At OnTrack Wealth Management we often have conversations with clients pertaining to Social Security. When should I take benefits? Why wouldn't I take Social Security at 62 years old? Should I wait until 67 years old or later to take benefits? Everyone's financial plan will dictate a different answer. But within each of those answers, we always look at the tax implications.
Here, we explain everything you need to know about Social Security benefit taxation.
How are Social Security Benefits Taxed?
While Social Security benefits are a vital source of income for many retirees, a portion of these benefits may be subjected to federal income taxes. The Internal Revenue Service (IRS) uses a formula—known as the provisional income formula—to determine the taxable amount.1
Provisional Income Formula
An individual’s provisional income is calculated by adding together their adjusted gross income (AGI), their nontaxable interest, and one-half of their Social Security benefits. The resulting amount is compared to specific thresholds to determine the portion of the benefits that will be subject to taxation.
The thresholds that determine whether Social Security benefits are taxable are as follows:2
- Single filers with a provisional income between $25,000 and $34,000 may have up to 50% of their benefits subject to taxation.
- Single filers with a provisional income exceeding $34,000 may have up to 85% of their benefits subject to taxation.
- Married couples filing jointly with a provisional income between $32,000 and $44,000 may have up to 50% of their benefits subject to taxation.
- Married couples filing jointly with a provisional income exceeding $44,000 may have up to 85% of their benefits subject to taxation.
It’s important to note that these thresholds are not adjusted for inflation, which means that the benefits of more retirees may become subject to taxation over time.
State Taxes on Social Security Benefits
In addition to federal taxes, some states also impose taxes on Social Security benefits. However, the rules and exemptions vary from state to state. Currently, twelve states tax Social Security benefits to some extent, while the remaining states do not impose state taxes on these benefits.3
Strategies to Minimize Social Security Taxes
There are several strategies that you can implement to potentially reduce the taxes on your Social Security benefits. Here are a few:
Diversify Your Retirement Income
Diversify your sources of income during retirement. By relying on a combination of Social Security benefits, retirement savings, and other investments, you may be able to reduce your provisional income and lower your tax liability.
Consider Delaying Benefits
Delaying your Social Security benefits can increase the amount of your monthly payment. This strategy can also help you push back the taxation of your Social Security benefits if you anticipate being in a higher tax bracket in the future.

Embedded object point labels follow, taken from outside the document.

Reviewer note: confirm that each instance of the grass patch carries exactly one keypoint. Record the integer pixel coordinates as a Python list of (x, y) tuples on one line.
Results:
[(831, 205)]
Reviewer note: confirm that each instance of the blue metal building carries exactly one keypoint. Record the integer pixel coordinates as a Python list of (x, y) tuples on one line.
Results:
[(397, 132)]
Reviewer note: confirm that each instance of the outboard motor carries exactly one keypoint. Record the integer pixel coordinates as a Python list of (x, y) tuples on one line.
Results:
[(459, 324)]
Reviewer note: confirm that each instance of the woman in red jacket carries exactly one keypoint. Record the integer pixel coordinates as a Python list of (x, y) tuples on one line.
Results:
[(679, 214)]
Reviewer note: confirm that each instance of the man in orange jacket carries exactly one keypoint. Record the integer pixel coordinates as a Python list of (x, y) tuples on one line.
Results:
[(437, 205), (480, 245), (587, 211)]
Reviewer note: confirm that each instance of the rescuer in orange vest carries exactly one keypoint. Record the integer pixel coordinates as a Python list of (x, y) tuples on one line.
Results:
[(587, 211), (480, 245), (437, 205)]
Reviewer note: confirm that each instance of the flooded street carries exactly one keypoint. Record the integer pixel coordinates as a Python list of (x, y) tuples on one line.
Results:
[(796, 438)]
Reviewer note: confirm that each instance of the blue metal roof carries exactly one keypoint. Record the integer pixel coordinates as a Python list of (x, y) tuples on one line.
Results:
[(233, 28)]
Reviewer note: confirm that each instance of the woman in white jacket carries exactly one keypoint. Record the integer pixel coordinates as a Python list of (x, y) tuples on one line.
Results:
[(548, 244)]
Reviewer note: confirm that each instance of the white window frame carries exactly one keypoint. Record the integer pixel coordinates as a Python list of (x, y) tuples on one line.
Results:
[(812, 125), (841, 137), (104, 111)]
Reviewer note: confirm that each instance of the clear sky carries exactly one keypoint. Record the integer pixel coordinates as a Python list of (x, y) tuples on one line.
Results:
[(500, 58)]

Create a Withdrawal Strategy
Strategically managing withdrawals from your retirement accounts can help optimize your tax situation. By taking distributions from taxable accounts instead of tax-deferred accounts, you can potentially minimize your provisional income and reduce the taxation of your Social Security benefits.
Understand State Tax Laws
If you live in a state that taxes Social Security benefits, familiarize yourself with the rules and exemptions that are specific to your state. Consulting with a tax professional can provide valuable insights into how to minimize your state tax obligations. You may also want to take the different state tax laws into account when you are deciding where you will live when you retire.
As the famous saying goes, there are only two guarantees in life: death and taxes. Social Security benefits aren’t exempt from taxes, and understanding how your benefits will be taxed will help you form an accurate retirement income planning strategy.